E in questo caffè, dove da allora in poi andai ogni giorno, imparai gradualmente la terminologia di Gurdjieff, come la spiegava a Ouspensky e a me. Successivamente diventammo un gruppo di sei studenti, ma già in questa fase, con noi due, ci correggeva ogni volta che usavamo un’espressione inesatta o una frase inadeguata alle idee che volevamo esprimere. […] L’ingegnere Charkovsky, che era molto colto, era il rivale di Ouspensky nella conoscenza della letteratura mistica. Fu molto interessante osservare e ascoltare la coppia discutere le idee degli scrittori mistici o il significato delle varie carte dei Tarocchi. Charkovsky era solito parlare splendidamente di quest’ultimo argomento – non che usasse le carte per predire il destino – ma spiegava le loro combinazioni e traeva conclusioni da esse, e poteva manipolarle con notevole abilità. L’argomento assorbiva e deliziava sia lui che Ouspensky, e di solito finivano per parlare entrambi allo stesso tempo, quasi “litigando”. Gurdjieff era sempre lì, ad ascoltare con un sorriso benevolo. Di buon umore diceva:
“È interessante, ma come un gioco per l’immaginazione e per provare suggerimenti fantasiosi piuttosto che una seria ricerca. Molte persone hanno scritto una grande quantità di materiale sull’argomento e altre persone lo hanno letto nella speranza di trovare la risposta a “Come vivere?”. Bene, a giudicare dalla quantità che hanno letto, dovrebbero conoscere la risposta ormai, almeno in una certa misura, eppure continuano a leggere e leggere. Arriva un punto in cui dovrebbero smettere di leggere e di cercare nuove teorie, e applicarsi alla propria vita, o finiranno semplicemente nella confusione. L’accumulo di troppe conoscenze è inutile se non vengono applicate. A che serve leggere degli sforzi di qualcun altro?
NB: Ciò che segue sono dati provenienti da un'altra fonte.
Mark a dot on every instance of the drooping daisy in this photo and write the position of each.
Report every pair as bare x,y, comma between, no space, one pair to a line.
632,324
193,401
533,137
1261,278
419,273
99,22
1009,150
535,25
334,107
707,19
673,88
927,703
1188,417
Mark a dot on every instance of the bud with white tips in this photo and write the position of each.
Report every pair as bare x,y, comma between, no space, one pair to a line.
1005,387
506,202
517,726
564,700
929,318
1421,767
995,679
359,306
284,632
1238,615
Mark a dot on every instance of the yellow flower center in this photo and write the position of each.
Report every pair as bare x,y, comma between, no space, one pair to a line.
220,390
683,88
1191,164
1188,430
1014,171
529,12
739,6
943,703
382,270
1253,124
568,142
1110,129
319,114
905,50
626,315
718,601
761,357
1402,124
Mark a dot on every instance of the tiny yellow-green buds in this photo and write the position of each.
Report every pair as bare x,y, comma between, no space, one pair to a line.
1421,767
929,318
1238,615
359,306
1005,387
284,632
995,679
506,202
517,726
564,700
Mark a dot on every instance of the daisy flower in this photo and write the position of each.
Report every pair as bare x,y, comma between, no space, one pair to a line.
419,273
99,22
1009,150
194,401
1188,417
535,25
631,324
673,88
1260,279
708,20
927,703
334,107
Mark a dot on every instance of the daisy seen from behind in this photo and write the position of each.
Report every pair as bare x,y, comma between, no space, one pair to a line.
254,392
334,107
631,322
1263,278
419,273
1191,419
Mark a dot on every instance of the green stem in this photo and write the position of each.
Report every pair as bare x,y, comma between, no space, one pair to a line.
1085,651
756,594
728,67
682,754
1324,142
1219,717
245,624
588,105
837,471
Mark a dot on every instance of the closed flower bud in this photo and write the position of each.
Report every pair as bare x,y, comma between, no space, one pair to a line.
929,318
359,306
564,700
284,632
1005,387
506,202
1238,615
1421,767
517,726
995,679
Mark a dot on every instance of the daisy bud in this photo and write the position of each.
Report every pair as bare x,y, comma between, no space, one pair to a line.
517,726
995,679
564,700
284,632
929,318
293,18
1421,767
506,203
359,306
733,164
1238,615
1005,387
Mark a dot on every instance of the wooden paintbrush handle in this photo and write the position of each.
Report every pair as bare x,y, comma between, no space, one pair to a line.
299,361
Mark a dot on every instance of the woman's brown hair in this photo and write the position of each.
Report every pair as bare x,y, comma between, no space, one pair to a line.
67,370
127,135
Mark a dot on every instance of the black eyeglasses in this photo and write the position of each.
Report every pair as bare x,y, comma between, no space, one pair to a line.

Questo non li aiuterà, solo i loro sforzi possono farlo. Ma continuano ancora, comprando nuovi libri o prendendoli in prestito; e alcune di essi non vengono mai letti, anzi, si limitano a giacere nelle librerie… sì”, concluse Gurdjieff con un piccolo sospiro, “questo è tutto ciò che accade”.
Tra le realizzazioni di Charkoysky c’era la manipolazione di un curioso dispositivo che forniva un aiuto all’argomentazione filosofica, ed era stato inventato nel XIII secolo da Raimondo Lullo, il mistico e insegnante catalano. Lullo, una combinazione di santo e scienziato, filosofo e predicatore, godette di grande favore sotto il re Giovanni I d’Aragona.